Cornelis Tromp’s Sea Triumph
A remarkable painting of imposing dimensions (159.8 x 214 cm) and one of the rare oil paintings signed W..v.velde: doude. The work is dated 1684, and must have been commissioned by Cornelis Tromp, an Admiral as illustrious as his father Maerten Harpertz. By that year Tromp had been retired from his country’s service. A grand-seigneur, he had been knighted by Charles II in 1675. He probably met Van de Velde senior and junior, either at the English court or at their studio in Greenwich.
This huge painting was no doubt intended te be hung either in Tromp’s county house in s’ Graveland or in his house on Amsterdam’s Heerengracht.
At first sight this marine painting appears to depict a moment in one of the greatest sea-battles in the Anglo-Dutch wars. In fact the British and Dutch ships are exchanging salutes, and the scene simultaneously represents and symbolizes a grandiose mêlée of the sort that played a prominent role in Tromps’s career.
The flagship the Gouden Leeuw is shown in meticulous detail (right foreground), with the Gouda further astern and the three-decker Prince (left).
With a 100 guns, the Prince was one of the heaviest ships in the English fleet. It was in this vessel that Admiral Spragge fought a ferocious battle of Schooneveld in 1673 against the Gouden Leeuw under Lieutenant Admiral Cornelis Tromp.Forced to beat a retreat, Spragge swore that he would seize Tromp either dead or alive off Kijkduin. Fate decided otherwise. When the mainmast and mizzen of the Prince were shot away Spragge had to transfer to a second ship. When this, too, was rendered rudderless, Spragge was compelled to transfer once more. On the way to third vessel, his longboat was holed and Spragge drowned. However, Tromp’s attempt to capture the Prince was unsuccessful.
The Gouden Leeuw was a three-decker which had been completed at the admiralty yard in Amsterdam in 1666. With 82 guns, she, too, was one of the largest warships of het fleet. She was laid up after the third Anglo-Dutch War.
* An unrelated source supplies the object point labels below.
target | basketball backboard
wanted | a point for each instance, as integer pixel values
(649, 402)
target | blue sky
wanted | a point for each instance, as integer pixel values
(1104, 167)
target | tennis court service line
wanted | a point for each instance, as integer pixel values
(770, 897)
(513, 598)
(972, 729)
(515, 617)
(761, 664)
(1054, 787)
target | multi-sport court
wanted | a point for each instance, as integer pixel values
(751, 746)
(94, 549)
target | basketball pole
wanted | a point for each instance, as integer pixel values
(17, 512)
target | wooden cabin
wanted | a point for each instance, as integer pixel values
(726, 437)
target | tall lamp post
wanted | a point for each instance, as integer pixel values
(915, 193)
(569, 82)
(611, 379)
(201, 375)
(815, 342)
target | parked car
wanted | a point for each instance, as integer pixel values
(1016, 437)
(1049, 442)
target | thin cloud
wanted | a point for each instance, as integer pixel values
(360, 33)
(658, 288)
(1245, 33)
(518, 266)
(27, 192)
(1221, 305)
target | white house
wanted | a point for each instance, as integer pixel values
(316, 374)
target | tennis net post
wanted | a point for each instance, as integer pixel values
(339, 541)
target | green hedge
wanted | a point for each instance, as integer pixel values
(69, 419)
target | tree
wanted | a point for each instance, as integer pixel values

During the Four Day’s Battle (1666), Tromp left his own ship for the Gouda, which had been built on the orders of Rear Admiral Isaac Sweers. Although Tromp assumed command and attempted to capture the stranded vessel of Sir George Ayscue, his commander-in-chief De Ruyter gave order for this to be fired. (The Gouda sank during a gale off the Dutch coast in 1683.)
These feats of arms, which took place in two different battles in two different wars, no doubt inspires Tromp to commission Van de Velde to depict in one painting, the Gouden Leeuw, The Gouda and the ship he had so nearly carried of as a price, the Prince. Van de Velde, who had been in the service of the English court since 1673, achieved this without reminding any chance English viewers of the shameful events off Kijkduin.
The painting, which was hanging in Tromp’s Heerengracht house when he died in 1691, must have had a special significance to its owner in his final shore-bound years; for, in all their glory, it showed the two ships in which his two succesfilm exploits had been performed.
The estates inventory drawn up in April 1692 refers to one sole work by Van de Velde: ‘Een langwerpige stuck met vergulde lijst, synde een zeebataelje van Willem van de Velde den Ouden.’ (‘ A long work with a gilden frame, being a sea battle by Willem van de Velde the Elder.) It was valued at a hundred guilders, and was thereby the most valuable work in the inventory.
During the 18th century the painting was no doubt passed on to successive descendants. At the beginning of the 19th century is was bought by the collector Lucas Stokbroo van Hoog-en Aartswoud (1792-1867), clerk of the court and later magistrate of Hoorn. After his death, his collection-which counted no fewer tax 11825 works – was auctioned. Lot 208 specified ‘ W. van de Velde Senior, A° 1684. voorstelling van de Vierdaegsche Zeeslag, kapitaal stuk.’ (‘W van de Velde Senior, Depiction of the Four Days’ Battle, capital work.) In the light of the nineteenth-century love of historical paintings, it is barely surprising that the work was seen as the depiction of a sea battle and that its hidden significance was overlooked. In 1933 the painting was in the collection of Lady Worverton, Iwerne House, Blandford, Dorset.
The marine expert Michael Robinson has described Tromp’s legacy as Van de Velde’s greatest achievement in oils, remarkable for its painstaking attention to detail. It is the bequest of a marine painter who, braving the waters between the battling parties in his own gig or galjoot, might now be seen as the first real war correspondent at sea.